The government plans to implement a Prime Minister Electric Drive Revolution in Innovative Vehicle Enhancement (PM E-DRIVE) subsidy for the sale of cargo-class electric three-wheelers (e-3Ws of L5).
But there is a catch. Since the first year’s goal has been met, the Scheme stipulates that the incentives for the second batch of automobiles (which are expected to be for the following year) will be half of the first year’s total and will be limited to ₹25,000 per vehicle, according to businessline sources.

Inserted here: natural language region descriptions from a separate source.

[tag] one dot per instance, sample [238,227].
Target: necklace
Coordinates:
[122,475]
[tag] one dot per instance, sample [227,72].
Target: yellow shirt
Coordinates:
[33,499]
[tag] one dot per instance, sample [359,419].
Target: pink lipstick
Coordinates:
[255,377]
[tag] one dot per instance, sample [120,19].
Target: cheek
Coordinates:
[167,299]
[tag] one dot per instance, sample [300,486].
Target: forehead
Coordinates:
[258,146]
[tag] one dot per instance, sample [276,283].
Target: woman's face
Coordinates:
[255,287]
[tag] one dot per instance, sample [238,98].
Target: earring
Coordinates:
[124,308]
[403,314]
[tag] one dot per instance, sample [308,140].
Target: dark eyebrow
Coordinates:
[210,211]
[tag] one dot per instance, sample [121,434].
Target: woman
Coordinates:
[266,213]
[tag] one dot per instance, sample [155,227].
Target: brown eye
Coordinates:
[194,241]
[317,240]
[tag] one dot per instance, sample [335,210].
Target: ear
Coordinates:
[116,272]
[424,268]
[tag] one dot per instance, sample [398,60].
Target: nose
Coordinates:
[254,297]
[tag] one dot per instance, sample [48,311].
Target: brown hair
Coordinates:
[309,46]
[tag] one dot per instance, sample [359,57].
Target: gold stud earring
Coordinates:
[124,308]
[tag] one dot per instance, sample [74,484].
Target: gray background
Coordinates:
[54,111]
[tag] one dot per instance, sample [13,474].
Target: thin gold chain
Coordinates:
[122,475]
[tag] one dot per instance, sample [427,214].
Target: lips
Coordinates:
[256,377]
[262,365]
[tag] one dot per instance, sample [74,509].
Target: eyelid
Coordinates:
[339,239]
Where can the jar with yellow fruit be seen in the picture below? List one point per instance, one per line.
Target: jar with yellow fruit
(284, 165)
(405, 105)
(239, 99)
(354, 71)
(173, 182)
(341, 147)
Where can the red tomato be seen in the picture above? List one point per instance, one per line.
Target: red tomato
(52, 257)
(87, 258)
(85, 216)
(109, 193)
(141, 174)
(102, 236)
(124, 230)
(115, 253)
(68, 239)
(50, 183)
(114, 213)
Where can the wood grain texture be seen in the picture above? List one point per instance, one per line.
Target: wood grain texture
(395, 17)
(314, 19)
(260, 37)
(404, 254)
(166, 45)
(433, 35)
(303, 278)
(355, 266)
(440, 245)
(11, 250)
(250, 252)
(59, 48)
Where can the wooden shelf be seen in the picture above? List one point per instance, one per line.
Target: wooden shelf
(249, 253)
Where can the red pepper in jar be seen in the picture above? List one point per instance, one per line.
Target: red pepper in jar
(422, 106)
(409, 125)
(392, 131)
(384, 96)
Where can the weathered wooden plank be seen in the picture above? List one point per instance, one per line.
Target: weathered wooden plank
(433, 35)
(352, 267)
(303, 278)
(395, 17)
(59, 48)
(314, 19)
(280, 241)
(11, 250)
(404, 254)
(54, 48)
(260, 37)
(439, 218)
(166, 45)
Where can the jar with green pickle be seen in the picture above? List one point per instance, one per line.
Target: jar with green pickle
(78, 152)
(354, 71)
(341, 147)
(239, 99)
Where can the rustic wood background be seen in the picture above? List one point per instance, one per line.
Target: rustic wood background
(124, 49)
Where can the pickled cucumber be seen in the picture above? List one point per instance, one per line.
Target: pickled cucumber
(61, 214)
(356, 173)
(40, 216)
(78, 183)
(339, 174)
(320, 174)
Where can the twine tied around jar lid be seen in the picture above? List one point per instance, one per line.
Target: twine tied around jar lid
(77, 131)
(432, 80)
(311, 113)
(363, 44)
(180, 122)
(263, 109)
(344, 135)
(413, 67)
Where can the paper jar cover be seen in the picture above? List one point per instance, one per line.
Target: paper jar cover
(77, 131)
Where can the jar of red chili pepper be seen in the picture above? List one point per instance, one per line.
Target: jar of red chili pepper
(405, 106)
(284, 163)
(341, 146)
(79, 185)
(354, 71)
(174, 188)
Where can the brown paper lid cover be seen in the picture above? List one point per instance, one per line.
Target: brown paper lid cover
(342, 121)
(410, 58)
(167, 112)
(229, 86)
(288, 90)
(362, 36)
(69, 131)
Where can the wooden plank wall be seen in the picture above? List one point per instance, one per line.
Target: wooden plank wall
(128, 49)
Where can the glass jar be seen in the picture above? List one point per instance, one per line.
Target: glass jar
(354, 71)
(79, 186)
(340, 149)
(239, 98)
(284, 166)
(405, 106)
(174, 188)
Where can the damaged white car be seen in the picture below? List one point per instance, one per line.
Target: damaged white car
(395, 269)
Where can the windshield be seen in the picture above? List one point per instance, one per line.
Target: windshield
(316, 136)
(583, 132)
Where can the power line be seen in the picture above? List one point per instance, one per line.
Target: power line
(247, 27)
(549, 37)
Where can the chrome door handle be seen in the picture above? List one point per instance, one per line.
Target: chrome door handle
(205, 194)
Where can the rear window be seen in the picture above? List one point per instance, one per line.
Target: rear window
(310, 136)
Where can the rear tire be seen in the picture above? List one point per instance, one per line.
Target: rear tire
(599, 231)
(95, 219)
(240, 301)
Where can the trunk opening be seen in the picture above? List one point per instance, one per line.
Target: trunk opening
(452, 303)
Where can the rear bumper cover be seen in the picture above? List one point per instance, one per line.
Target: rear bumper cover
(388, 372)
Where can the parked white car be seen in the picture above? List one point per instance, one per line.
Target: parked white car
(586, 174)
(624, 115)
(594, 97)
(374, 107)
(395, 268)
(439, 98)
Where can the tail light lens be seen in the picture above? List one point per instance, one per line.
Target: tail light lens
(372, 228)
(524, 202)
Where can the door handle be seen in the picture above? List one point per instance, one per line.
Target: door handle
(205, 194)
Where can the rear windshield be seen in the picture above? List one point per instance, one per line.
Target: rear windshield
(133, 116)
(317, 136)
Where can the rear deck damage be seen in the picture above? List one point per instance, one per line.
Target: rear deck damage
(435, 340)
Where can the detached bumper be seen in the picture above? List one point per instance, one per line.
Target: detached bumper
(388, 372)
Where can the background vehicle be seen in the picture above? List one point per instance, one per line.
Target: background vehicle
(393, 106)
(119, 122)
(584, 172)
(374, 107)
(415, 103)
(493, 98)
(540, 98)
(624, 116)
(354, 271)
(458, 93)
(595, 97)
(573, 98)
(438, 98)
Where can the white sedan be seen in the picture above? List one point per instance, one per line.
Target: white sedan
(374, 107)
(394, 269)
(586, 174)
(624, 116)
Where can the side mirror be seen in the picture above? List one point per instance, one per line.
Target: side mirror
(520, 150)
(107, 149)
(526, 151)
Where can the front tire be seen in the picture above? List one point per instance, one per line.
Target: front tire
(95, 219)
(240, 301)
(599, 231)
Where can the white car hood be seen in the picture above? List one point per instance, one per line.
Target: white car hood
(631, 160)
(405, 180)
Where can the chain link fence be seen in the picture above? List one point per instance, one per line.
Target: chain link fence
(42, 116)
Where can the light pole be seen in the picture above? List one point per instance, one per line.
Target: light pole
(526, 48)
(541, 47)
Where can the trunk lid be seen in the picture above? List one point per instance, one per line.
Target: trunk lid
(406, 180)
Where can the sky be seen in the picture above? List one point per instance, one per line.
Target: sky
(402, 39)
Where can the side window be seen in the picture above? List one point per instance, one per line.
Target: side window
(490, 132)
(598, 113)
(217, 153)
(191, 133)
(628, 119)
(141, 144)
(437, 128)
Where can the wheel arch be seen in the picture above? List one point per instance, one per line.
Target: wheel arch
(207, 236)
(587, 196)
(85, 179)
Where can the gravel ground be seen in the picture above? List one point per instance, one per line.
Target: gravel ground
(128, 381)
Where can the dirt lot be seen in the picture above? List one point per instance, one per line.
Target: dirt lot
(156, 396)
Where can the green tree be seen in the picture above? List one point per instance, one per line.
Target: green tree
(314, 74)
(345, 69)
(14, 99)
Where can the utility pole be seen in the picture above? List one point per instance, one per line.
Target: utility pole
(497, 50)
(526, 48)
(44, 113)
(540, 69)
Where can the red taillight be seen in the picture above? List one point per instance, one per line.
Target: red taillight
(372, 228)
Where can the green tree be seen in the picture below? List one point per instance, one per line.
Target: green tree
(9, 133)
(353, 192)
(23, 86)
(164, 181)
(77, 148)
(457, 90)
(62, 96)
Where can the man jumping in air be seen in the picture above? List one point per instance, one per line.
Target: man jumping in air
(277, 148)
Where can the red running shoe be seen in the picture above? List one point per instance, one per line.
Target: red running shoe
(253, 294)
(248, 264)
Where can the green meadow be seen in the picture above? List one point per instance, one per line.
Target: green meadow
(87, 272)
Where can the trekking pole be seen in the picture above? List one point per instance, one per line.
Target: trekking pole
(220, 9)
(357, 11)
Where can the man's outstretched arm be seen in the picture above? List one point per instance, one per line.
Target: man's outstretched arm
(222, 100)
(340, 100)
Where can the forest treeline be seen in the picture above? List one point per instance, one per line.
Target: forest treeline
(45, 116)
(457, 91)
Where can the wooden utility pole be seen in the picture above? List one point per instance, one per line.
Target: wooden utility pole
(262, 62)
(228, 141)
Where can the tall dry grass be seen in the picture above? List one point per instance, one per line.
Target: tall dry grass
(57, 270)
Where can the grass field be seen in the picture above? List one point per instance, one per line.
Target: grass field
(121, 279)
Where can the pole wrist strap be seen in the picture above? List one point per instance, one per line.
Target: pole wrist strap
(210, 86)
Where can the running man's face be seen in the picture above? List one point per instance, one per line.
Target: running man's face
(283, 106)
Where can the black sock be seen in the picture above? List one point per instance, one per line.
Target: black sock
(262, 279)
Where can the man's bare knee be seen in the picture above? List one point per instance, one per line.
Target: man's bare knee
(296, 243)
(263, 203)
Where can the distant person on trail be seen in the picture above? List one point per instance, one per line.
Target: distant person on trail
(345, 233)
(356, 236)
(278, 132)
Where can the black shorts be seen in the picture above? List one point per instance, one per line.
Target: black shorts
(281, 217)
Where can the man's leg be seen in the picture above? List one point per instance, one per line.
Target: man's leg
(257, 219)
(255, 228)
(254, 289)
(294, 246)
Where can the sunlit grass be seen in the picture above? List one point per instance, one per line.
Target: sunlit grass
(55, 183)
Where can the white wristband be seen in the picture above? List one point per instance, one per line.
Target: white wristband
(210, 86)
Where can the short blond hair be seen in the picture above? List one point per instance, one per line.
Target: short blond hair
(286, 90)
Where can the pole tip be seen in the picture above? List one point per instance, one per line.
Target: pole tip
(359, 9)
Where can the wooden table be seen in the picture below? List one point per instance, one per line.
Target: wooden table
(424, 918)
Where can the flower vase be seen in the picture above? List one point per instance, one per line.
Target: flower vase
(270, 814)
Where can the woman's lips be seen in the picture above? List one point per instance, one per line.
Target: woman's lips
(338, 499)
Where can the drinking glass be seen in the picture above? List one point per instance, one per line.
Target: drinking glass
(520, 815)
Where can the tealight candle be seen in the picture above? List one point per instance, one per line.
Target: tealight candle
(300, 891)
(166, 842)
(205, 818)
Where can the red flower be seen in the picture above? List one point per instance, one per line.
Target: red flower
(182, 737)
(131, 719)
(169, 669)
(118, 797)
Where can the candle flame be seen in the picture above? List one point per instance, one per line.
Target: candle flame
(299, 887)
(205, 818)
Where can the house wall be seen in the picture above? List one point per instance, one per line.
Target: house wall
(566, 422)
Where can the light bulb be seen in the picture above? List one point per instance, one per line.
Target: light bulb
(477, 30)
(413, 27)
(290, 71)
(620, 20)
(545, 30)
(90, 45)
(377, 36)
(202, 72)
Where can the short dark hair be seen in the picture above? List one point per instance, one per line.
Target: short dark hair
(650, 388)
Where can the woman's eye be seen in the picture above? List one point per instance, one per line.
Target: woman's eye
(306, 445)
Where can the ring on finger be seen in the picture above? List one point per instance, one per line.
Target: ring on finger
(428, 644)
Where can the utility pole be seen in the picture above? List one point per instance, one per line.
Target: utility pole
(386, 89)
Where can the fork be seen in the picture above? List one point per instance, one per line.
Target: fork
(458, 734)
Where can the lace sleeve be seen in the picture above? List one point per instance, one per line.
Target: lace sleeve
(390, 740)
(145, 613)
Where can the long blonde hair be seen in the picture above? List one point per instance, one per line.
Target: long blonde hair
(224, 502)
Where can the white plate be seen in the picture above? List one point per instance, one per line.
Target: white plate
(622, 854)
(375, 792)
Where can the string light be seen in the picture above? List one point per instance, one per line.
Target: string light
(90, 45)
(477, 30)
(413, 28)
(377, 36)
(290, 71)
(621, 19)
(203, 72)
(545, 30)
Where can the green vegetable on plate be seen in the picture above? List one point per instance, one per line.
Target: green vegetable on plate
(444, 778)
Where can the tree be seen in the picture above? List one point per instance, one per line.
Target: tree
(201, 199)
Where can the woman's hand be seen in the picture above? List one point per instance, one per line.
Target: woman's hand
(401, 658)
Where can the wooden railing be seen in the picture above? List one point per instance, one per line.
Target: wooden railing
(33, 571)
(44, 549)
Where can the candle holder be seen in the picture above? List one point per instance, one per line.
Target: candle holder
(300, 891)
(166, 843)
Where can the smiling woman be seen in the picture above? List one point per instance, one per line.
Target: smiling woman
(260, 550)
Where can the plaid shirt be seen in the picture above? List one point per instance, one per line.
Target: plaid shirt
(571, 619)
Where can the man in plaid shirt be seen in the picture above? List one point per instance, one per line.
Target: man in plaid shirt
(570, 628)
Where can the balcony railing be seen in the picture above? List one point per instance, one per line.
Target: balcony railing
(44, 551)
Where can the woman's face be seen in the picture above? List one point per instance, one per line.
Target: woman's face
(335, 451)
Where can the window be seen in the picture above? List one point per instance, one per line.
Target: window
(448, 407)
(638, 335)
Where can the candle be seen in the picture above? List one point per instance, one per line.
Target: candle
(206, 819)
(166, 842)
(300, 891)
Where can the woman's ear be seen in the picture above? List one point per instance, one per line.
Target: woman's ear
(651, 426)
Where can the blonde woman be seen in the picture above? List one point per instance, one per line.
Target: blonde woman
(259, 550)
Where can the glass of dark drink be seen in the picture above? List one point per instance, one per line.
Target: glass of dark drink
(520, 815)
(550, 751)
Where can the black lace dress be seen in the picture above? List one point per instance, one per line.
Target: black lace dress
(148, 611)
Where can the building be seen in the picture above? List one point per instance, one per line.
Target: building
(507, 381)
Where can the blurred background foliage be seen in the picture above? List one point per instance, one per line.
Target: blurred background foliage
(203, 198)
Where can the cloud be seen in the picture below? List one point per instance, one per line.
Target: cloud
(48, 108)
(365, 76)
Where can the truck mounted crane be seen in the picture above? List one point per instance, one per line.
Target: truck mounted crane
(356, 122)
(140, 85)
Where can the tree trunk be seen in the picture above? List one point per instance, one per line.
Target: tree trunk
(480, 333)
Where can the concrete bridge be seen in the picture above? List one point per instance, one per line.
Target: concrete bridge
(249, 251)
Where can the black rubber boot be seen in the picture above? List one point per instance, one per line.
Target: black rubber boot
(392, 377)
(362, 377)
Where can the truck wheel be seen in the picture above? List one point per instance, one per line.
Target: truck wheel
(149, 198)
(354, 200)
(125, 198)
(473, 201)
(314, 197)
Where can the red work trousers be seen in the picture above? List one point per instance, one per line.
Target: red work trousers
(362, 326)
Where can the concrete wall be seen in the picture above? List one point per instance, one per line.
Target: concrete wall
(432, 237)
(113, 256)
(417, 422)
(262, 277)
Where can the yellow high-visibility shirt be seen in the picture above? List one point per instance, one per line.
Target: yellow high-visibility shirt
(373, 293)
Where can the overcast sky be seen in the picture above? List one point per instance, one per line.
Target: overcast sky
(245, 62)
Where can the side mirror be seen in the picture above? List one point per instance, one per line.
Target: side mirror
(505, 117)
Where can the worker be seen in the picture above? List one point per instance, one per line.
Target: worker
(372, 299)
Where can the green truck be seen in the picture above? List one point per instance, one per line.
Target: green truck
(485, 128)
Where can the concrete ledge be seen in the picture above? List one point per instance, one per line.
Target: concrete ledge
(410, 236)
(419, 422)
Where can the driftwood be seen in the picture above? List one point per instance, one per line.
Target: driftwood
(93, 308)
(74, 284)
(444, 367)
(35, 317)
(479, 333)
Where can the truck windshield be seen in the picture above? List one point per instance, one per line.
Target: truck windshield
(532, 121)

A reduced rate of ₹2,500 per kWh, capped at ₹25,000 per vehicle, subject to a limit of 1,24,846 units, will be available to e-3Ws L5 registered on the Vahan (Ministry of Transport) portal after the cutoff date, (when approximately the first 80,546 number was reached), according to the sources.
“As of November 8, 2024, the incentive that was previously accessible for the 1,24,846 e-3Ws L5 for FY2025-26 from April 2025 is now available”. According to a Ministry of Heavy Industries (MHI) official, the cap of 1,24,846 e-3W L5 vehicles, which was previously applicable for e-3W L5 registration in FY2025-26, would now apply from November 2024 (the cutoff date) until the goal number of vehicles is attained, but no later than March 31, 2026.
Similar to this, the goal of 10,64,000 electric two-wheelers (e-2Ws) for FY2024–2025 is probably going to be reached by mid-February 2025.
The official stated that a draft letter has been sent to all original equipment manufacturers (OEMs) eligible under the Scheme. “Once this target is reached, the subsidy shall be reduced from the cutoff date as per the rates applicable for FY2025-26 that is ₹2,500 per kWh, capped at ₹5,000 per vehicle,” the official said.